エーヴィンの借りている部屋に、ミルディーが訪れていた。本来は神官用の部屋なのであろう、装飾も控え目で、調度品も、簡素な寝台と小さな卓と椅子二脚、それに長櫃のみの、こざっぱりとした部屋だった。ミルディーが使っている部屋も、大差はなかった。
「それ、本当なの?」
不安げに問うミルディーに、エーヴィンは頷いた。
「ああ。神官は、確かに、そう言ってたよ」
エーヴィンは、神官たちがロルドたちやハシャルたちについて話しているのを、こっそりと聞き出しては、ミルディーに知らせていた。初めは、彼の盗み聞きに難色を示していた彼女であるが、今は、むしろ彼の報告を、ありがたく感じていた。というのも、神官たちは、ロルドらやハシャルらについて、当り障りのないことしか、彼女らに教えてくれなかったからである。エーヴィンも、彼自身ロルドら、そしてハシャルらのことを心配していることもあり、かつミルディーの役に立てることが嬉しくもあり、盗賊としての能力を大いに発揮し、盗聴に精を出していた。そして、ロルドらを追っていた盗賊組合の手の者が襲撃されたという情報を、仕入れたのである。
さらに、もう一つ、わかったことがあった。シュティンク座の座長、カルヴェントの失踪である。彼が行ったフロイの告発は、無効になったのだ。フロイは、もう、一座に戻らなくてよいのだ。

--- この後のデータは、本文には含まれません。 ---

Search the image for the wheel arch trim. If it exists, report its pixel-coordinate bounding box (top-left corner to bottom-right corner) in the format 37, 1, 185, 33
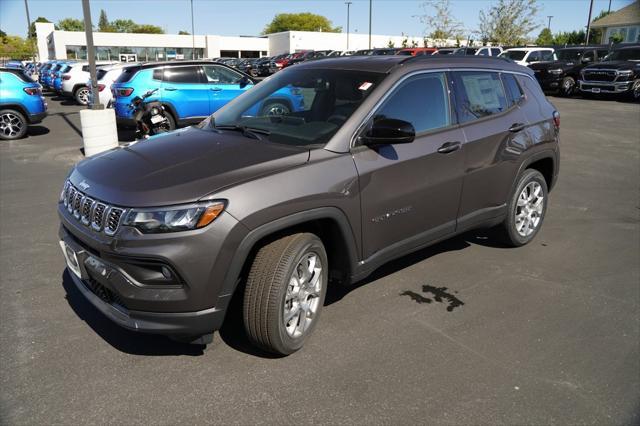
219, 207, 358, 300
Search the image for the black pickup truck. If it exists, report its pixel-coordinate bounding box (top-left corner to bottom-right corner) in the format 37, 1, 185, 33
529, 46, 609, 96
578, 45, 640, 101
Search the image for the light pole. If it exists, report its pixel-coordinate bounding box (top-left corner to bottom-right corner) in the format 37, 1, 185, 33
82, 0, 104, 109
191, 0, 196, 59
584, 0, 593, 46
344, 0, 353, 50
369, 0, 373, 49
24, 0, 36, 64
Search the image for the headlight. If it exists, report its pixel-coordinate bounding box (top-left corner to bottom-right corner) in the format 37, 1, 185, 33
123, 201, 225, 234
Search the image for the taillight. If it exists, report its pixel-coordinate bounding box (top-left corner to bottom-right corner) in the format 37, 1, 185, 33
117, 87, 133, 96
23, 87, 40, 95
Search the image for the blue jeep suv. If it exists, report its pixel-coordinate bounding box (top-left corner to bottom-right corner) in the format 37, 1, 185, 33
111, 61, 304, 129
0, 68, 47, 140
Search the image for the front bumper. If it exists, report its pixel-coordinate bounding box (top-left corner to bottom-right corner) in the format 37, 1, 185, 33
578, 80, 633, 93
58, 198, 246, 337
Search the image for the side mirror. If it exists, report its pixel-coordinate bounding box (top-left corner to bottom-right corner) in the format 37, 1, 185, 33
238, 76, 253, 89
360, 118, 416, 146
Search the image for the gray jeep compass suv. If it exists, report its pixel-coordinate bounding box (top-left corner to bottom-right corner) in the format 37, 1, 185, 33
58, 56, 560, 354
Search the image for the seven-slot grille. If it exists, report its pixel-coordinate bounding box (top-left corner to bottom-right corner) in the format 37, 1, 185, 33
62, 181, 125, 235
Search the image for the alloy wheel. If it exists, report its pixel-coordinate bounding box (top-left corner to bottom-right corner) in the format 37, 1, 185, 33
282, 252, 324, 338
515, 181, 544, 237
78, 87, 89, 105
0, 112, 24, 138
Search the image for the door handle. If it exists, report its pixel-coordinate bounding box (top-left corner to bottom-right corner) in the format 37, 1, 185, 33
438, 142, 462, 154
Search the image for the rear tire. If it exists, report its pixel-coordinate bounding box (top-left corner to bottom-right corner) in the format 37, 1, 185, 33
0, 109, 28, 141
501, 169, 548, 247
243, 233, 329, 355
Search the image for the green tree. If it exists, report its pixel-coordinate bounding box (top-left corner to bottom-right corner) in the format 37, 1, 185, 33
262, 12, 342, 34
58, 18, 84, 31
111, 19, 138, 33
536, 28, 553, 46
0, 33, 33, 60
98, 9, 113, 33
417, 0, 463, 43
133, 24, 164, 34
477, 0, 540, 45
29, 16, 58, 38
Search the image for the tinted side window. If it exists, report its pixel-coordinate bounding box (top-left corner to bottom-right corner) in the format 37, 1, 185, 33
502, 74, 523, 106
373, 73, 450, 133
116, 67, 140, 83
164, 66, 201, 83
527, 51, 540, 62
204, 65, 242, 84
454, 71, 507, 123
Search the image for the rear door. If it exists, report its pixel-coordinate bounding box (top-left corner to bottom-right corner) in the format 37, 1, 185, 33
352, 72, 464, 258
160, 65, 209, 120
453, 70, 530, 228
204, 65, 253, 113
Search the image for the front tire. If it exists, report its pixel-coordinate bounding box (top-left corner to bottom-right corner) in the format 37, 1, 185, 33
560, 77, 576, 97
502, 169, 548, 247
243, 233, 329, 355
73, 86, 91, 105
0, 109, 27, 140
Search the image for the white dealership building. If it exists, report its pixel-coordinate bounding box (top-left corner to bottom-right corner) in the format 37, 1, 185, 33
36, 22, 465, 61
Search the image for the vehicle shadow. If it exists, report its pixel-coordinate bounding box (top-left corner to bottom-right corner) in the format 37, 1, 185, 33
62, 269, 205, 356
27, 125, 50, 137
324, 228, 509, 306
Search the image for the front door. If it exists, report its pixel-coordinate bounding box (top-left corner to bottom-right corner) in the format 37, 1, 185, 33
161, 65, 209, 120
352, 72, 464, 259
204, 65, 253, 113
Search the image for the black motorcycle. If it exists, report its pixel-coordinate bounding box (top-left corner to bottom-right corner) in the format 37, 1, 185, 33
129, 89, 175, 139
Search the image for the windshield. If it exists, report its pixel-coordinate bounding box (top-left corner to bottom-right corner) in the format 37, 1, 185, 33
206, 68, 385, 146
500, 50, 527, 61
556, 49, 584, 61
604, 48, 640, 61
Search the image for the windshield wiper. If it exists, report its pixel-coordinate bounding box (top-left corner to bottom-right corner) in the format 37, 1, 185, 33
214, 124, 271, 140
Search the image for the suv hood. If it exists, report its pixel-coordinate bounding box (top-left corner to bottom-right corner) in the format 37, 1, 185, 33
70, 127, 309, 207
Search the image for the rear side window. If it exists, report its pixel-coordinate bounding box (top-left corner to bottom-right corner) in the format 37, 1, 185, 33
116, 67, 140, 83
502, 74, 524, 106
153, 68, 164, 81
164, 66, 201, 83
373, 73, 450, 133
453, 71, 507, 123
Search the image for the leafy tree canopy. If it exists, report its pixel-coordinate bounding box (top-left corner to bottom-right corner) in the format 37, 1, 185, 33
262, 12, 342, 34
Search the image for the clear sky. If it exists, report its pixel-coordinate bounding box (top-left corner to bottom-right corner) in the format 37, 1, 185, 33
0, 0, 632, 36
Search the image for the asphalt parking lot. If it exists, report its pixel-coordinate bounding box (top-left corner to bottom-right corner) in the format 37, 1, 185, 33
0, 92, 640, 425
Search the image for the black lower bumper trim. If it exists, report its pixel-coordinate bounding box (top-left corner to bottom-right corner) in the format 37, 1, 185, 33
69, 271, 225, 336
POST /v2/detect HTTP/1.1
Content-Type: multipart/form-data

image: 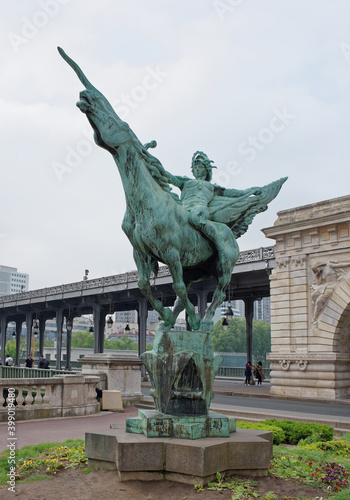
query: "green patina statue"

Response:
[58,48,286,437]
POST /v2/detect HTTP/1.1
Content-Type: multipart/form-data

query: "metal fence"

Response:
[0,366,77,378]
[216,366,270,378]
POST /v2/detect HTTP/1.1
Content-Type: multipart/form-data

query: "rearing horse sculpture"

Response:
[58,48,286,331]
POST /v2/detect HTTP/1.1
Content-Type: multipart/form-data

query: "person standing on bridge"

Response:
[24,354,34,368]
[254,361,265,385]
[244,361,252,385]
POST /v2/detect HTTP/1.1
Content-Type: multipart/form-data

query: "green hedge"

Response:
[261,419,334,444]
[236,421,286,445]
[304,439,350,458]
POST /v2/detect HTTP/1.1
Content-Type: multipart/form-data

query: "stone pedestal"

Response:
[126,410,236,439]
[79,353,143,406]
[141,330,222,416]
[85,426,273,486]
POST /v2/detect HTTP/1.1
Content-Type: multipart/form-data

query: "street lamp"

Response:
[225,302,233,321]
[221,318,228,330]
[32,319,39,360]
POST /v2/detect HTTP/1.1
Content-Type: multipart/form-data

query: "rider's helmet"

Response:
[191,151,216,181]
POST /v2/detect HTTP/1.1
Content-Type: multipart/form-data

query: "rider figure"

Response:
[166,151,261,258]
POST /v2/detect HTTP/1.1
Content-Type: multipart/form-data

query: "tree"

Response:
[103,335,137,351]
[212,318,271,363]
[72,332,94,349]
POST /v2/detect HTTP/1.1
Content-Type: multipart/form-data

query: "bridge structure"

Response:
[0,246,275,370]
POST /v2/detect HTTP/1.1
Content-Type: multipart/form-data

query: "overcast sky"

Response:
[0,0,350,289]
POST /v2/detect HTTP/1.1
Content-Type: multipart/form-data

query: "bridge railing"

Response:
[0,246,275,305]
[0,369,100,422]
[0,366,76,379]
[216,366,270,378]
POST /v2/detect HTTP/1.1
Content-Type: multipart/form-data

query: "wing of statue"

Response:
[209,177,287,238]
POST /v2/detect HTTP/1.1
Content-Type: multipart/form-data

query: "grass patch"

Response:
[81,467,94,474]
[0,439,87,486]
[269,446,350,500]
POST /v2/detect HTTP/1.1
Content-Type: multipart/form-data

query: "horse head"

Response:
[57,47,135,155]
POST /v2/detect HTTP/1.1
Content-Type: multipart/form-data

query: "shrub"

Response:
[299,440,350,458]
[262,419,334,444]
[236,422,286,444]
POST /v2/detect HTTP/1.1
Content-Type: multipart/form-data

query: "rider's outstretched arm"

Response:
[215,186,261,198]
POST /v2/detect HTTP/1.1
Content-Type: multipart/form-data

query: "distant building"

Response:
[0,266,29,296]
[214,297,271,323]
[114,309,159,327]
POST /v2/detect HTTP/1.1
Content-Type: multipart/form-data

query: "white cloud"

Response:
[0,0,350,288]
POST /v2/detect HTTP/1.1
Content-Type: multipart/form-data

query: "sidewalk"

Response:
[0,379,350,451]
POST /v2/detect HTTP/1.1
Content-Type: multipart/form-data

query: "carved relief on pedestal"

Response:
[279,359,291,371]
[311,260,350,323]
[291,255,306,267]
[279,359,309,372]
[276,257,290,269]
[295,359,309,372]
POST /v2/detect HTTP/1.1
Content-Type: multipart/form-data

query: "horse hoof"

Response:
[156,321,172,333]
[188,314,201,330]
[199,319,214,333]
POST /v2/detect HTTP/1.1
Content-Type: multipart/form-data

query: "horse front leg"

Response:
[200,226,239,331]
[166,254,201,330]
[134,249,175,330]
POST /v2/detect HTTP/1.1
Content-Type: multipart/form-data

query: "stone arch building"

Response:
[263,196,350,399]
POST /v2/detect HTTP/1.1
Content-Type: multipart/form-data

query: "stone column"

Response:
[39,316,46,354]
[56,308,63,370]
[65,315,74,370]
[26,311,33,358]
[92,304,105,354]
[15,319,23,366]
[0,315,7,365]
[263,196,350,399]
[244,297,254,363]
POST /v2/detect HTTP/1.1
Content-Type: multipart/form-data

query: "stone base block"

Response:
[85,428,273,485]
[102,391,124,412]
[126,410,236,439]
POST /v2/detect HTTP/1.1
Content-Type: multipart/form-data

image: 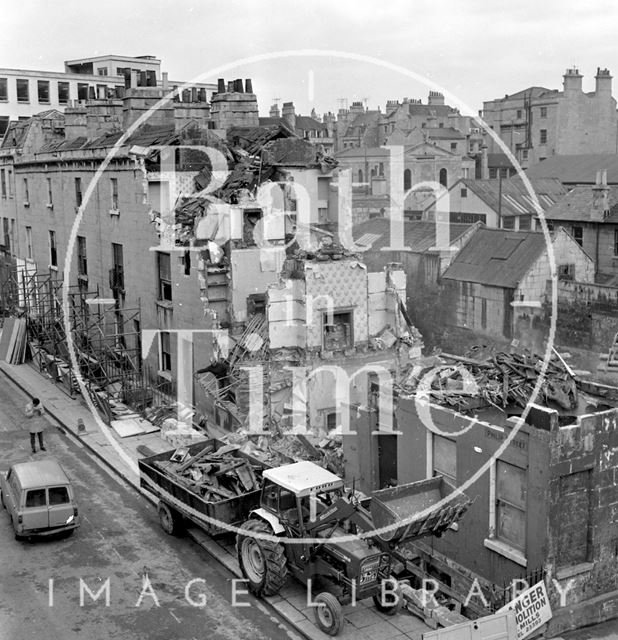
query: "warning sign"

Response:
[500,582,552,640]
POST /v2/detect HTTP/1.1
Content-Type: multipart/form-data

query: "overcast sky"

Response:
[0,0,618,119]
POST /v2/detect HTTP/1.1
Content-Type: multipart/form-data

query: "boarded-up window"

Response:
[433,434,457,484]
[496,460,527,551]
[556,470,591,567]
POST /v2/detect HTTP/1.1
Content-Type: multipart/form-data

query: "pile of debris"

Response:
[399,352,578,412]
[152,443,260,502]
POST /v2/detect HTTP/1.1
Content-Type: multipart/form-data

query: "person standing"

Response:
[26,398,47,453]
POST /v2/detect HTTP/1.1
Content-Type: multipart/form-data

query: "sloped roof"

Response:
[442,227,546,289]
[526,153,618,184]
[460,176,567,216]
[353,218,472,253]
[545,185,618,223]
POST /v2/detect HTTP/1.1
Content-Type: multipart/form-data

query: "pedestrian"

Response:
[26,398,47,453]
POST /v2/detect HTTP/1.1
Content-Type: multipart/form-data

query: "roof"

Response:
[353,218,472,253]
[262,460,343,498]
[442,227,546,289]
[526,153,618,184]
[460,176,567,216]
[545,185,618,223]
[12,458,69,489]
[422,127,466,140]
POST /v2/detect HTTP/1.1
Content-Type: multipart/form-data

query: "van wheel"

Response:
[159,502,182,536]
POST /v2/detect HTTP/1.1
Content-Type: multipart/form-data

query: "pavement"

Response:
[0,361,430,640]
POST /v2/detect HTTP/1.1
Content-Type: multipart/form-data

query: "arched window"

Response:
[403,169,412,191]
[439,169,448,187]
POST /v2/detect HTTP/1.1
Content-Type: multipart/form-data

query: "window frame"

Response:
[48,229,58,269]
[156,251,173,302]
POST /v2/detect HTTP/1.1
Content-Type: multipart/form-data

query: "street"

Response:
[0,378,298,640]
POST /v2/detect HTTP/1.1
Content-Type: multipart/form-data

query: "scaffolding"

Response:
[0,268,153,422]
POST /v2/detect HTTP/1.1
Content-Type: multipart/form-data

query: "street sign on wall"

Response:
[498,581,552,640]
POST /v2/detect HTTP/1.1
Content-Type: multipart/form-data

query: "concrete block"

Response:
[367,271,386,294]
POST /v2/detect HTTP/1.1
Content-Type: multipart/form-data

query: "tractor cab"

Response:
[261,461,343,532]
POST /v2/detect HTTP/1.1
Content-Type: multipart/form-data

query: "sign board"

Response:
[499,581,552,640]
[423,611,517,640]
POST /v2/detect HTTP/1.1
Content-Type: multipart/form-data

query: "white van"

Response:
[0,458,80,540]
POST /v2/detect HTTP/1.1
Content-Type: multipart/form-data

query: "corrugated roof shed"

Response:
[526,153,618,185]
[455,176,567,216]
[353,218,472,253]
[442,228,546,289]
[545,186,618,224]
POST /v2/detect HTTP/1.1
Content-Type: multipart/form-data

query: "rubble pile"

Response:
[400,352,578,411]
[152,444,260,502]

フロイの濡れ衣が取り払われたことは、喜ばしかった。しかし、ロルドたちは、かなり危険な状況にあるのではないだろうか。
ミルディーは、唇を噛み、俯いた。握り締められた両の拳が、血の気を失くし、真っ白になっている。
彼女がこれほど動揺するとは、思わなかった。エーヴィンは臍を噛んだ。襲撃についての情報は、伏せておいた方がよかったかもしれない。懸命に、エーヴィンは、彼女を力づけようとした。
「大丈夫だよ。今度は、組合も、よりすぐりの精鋭部隊を送ったってんだからさ。それに、ロルドとディオンは、無茶苦茶強いだろ。あの二人と戦うなんてことになったら、敵さんの方が、泣きたくなるんじゃねえか? 俺だったら、正直なところ、戦う前に逃げ出しちまいたいね」
エーヴィンのおどけた口調に、しかしミルディーは、硬い表情を崩さなかった。ぼそりと、ミルディーは言葉を漏らした。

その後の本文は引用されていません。